This scam works because people do not want to lose their home and people are always willing to take a risk. Depending on who you ask this may be a valid deal, and that point depends on how much money the investor is trying to make. A little profit is acceptable, but a huge profit in a short period of time is predatory and thus a scam.
Let there be no mistake – whoever puts up the money wants to own the home, and hoping the almost- evicted homeowner gets into trouble again. Here is how the home buy back or foreclosure saving rescue idea actually works:
A homeowner is behind on the mortgage and is in foreclosure. A prince or princess shows up with an offer to rescue the homeowner. Putting up the money to get the home out of foreclosure, the investor becomes the homeowner. The people being rescued become renters.

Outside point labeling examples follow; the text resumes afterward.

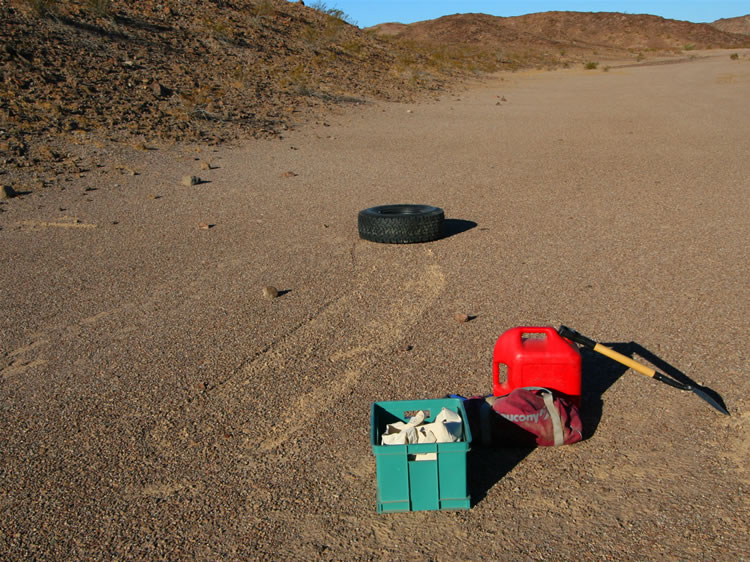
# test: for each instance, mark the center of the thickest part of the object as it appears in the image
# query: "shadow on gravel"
(456, 226)
(598, 373)
(674, 372)
(487, 466)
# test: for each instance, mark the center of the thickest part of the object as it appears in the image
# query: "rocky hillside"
(734, 25)
(560, 37)
(177, 70)
(77, 72)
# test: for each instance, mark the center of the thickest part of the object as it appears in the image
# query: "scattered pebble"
(270, 292)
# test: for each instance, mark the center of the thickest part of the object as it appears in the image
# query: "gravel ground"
(153, 404)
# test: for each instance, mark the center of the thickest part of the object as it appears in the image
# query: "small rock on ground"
(7, 192)
(270, 292)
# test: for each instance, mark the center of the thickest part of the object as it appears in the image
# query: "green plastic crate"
(407, 484)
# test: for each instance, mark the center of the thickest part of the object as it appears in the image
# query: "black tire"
(401, 224)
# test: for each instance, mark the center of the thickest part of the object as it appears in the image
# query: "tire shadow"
(451, 227)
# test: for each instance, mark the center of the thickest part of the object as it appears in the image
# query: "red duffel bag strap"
(551, 420)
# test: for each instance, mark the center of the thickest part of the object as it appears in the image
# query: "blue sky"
(371, 12)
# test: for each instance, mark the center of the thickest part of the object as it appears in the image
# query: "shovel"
(572, 335)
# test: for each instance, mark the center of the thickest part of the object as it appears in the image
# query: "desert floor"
(154, 405)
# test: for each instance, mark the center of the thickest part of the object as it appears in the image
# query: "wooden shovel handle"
(620, 358)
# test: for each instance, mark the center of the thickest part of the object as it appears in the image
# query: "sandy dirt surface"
(154, 405)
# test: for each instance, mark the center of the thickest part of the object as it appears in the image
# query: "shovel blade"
(712, 398)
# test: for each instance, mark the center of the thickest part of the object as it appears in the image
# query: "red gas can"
(537, 357)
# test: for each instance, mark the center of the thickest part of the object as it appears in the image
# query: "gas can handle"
(572, 335)
(546, 330)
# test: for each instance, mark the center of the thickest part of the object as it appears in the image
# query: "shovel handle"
(625, 360)
(572, 335)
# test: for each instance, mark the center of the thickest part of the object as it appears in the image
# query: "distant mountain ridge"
(578, 30)
(739, 24)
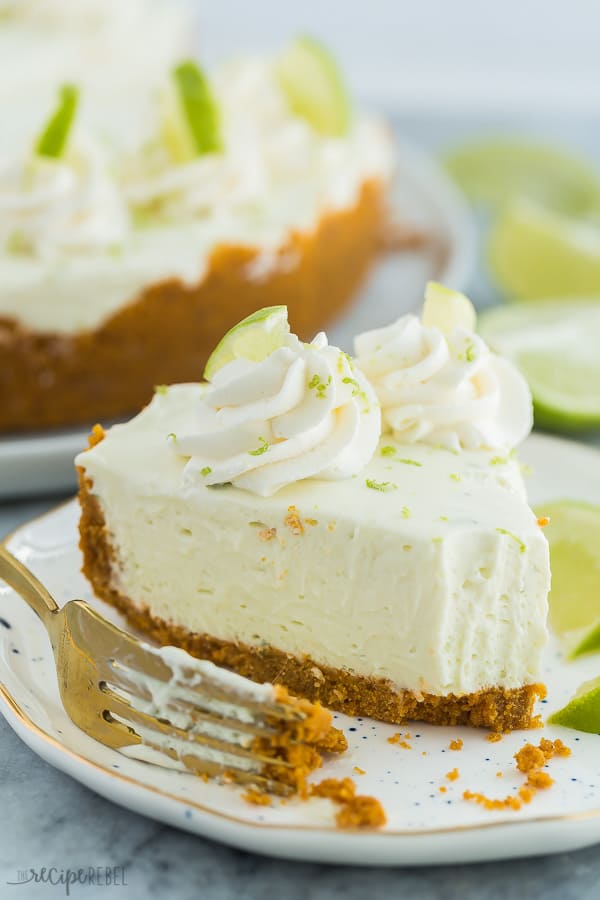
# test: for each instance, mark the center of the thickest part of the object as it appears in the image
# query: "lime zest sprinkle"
(260, 450)
(522, 547)
(347, 358)
(355, 385)
(383, 486)
(357, 392)
(315, 383)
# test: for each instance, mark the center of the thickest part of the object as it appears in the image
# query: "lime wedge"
(556, 345)
(53, 139)
(254, 338)
(493, 171)
(447, 309)
(534, 254)
(190, 116)
(313, 86)
(582, 712)
(574, 537)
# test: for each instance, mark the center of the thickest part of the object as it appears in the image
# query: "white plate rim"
(309, 842)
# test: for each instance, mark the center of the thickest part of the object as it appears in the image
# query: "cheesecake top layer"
(155, 220)
(414, 488)
(426, 568)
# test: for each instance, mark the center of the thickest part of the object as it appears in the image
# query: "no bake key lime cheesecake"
(255, 186)
(355, 529)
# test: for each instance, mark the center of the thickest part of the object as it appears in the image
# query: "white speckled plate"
(34, 463)
(426, 825)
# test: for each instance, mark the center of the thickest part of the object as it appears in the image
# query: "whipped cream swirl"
(53, 206)
(305, 411)
(444, 390)
(273, 166)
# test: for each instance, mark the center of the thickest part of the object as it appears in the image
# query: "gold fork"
(214, 721)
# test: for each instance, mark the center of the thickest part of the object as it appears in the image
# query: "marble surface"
(47, 819)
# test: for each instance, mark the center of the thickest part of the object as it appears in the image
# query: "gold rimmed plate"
(426, 825)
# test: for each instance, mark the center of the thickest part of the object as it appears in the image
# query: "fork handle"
(24, 582)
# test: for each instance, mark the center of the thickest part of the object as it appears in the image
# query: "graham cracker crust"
(496, 708)
(166, 334)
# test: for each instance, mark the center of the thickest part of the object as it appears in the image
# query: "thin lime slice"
(582, 712)
(53, 140)
(574, 537)
(556, 345)
(494, 171)
(190, 115)
(447, 309)
(254, 338)
(313, 85)
(534, 254)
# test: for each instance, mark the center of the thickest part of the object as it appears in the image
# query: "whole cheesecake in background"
(356, 530)
(101, 45)
(122, 268)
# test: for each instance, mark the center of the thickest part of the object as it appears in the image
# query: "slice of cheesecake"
(409, 586)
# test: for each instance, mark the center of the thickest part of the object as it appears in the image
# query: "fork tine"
(120, 681)
(144, 659)
(200, 766)
(118, 706)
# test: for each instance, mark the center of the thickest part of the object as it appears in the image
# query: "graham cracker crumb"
(529, 760)
(361, 812)
(257, 798)
(540, 780)
(357, 811)
(293, 521)
(338, 789)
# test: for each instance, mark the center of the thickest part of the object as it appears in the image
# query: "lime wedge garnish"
(582, 712)
(190, 115)
(494, 171)
(556, 346)
(534, 254)
(574, 537)
(254, 338)
(53, 139)
(447, 309)
(313, 85)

At some point the renters want to own the home again. If they close the deal the rescuers make a hefty profit. If the homeowners get into trouble financially they can continue to rent or get evicted, but they do not buy the home.
The transaction was not just a sale with buyback option, but a “disguised loan” with an exorbitant interest rate. In one case, investors advanced $36,000 towards the mortgage and were repaid $79,000 a year later. That’s a 120 percent interest rate, and that is where the potential for legal problems comes into play.
The deal is also risky for the investor. Most people lose their homes a second time anyway. If home prices decline the investor makes less. If prices go up and the investor made some money from the rent, there is a potential for a nice profit.
Home buyback or foreclosure rescue is argued as legal, illegal, or a high interest rate scam, depending on who you talk to.